Strengths and limitations

This study has several strengths. We used a participatory approach whereby the study conception, design and implementation were co-developed with local stakeholders including the provincial health authority, health care providers and community members. FGDs were conducted by local, experienced research officers in local languages. As per community preferences, discussions were conducted separately for women and men to enable open discussion. Data analysis and interpretation were conducted with a research team from PNG and Australia, to ensure that findings reflected local narratives and perspectives and enabled reciprocal research capacity strengthening. It is important to note that the views represented are from community members and are not necessarily reflective of health worker actions or practices. We were not able to explore the experiences of care for women who are known to have poorer maternity care experiences, including young women, women with a disability and unmarried women [77, 78].

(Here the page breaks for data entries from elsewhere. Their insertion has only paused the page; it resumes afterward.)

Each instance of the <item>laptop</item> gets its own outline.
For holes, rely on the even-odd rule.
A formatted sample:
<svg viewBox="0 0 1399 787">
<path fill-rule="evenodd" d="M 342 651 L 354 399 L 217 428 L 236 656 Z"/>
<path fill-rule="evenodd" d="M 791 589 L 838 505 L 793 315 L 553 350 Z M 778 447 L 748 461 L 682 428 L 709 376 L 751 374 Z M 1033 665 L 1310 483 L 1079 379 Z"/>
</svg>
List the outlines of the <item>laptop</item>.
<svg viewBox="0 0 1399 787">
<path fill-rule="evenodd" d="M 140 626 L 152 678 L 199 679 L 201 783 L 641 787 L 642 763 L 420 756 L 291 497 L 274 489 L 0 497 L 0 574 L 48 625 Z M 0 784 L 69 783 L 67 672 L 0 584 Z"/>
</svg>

Implications for policy and practice

These findings highlight that responsive, inclusive, and respectful care is not an optional extra [79], it is a key component of quality care and wanted by the community. Health facilities need to prioritise providing care that welcomes women and their support people, allows adequate privacy, and clean and comfortable spaces to labour and give birth. The facility birth rate in PNG is unlikely to improve until health services can meaningfully address these factors [23]. Small changes like the provision of food to birthing women, water and comfortable beds may make a big difference. However, the ongoing maintenance and repair of health facilities, competent and respectful staff, functional equipment and adequate medications and supplies are essential. The findings from this study have been used to inform the development of provincial quality improvement activities in East New Britain. Our findings are also relevant to the national PNG Government’s Maternal Health Taskforce, established in 2009 to address poor maternal and newborn health outcomes in PNG [80]. Moreover, these findings will be relevant to health services throughout PNG, and other Pacific nations, which face similar challenges to improving the quality of maternal and newborn care.

Conclusion

Improving the quality of maternal and newborn care in PNG is a key element for improving maternal and newborn health outcomes. Community perspectives and experiences are essential to inform effective and sustainable interventions to improve the quality of maternal and newborn care and increase facility-based births. Community members expressed a desire for support people to be present during labor and birth, and for welcoming, clean and private birthing spaces. Poor experiences of care are significant disincentives to facility-based births and require special attention beyond infrastructure improvements and enhanced resources. A greater understanding of the care experience as a key component of quality care is needed and any quality improvement initiatives must include the user experience as a key outcome measure.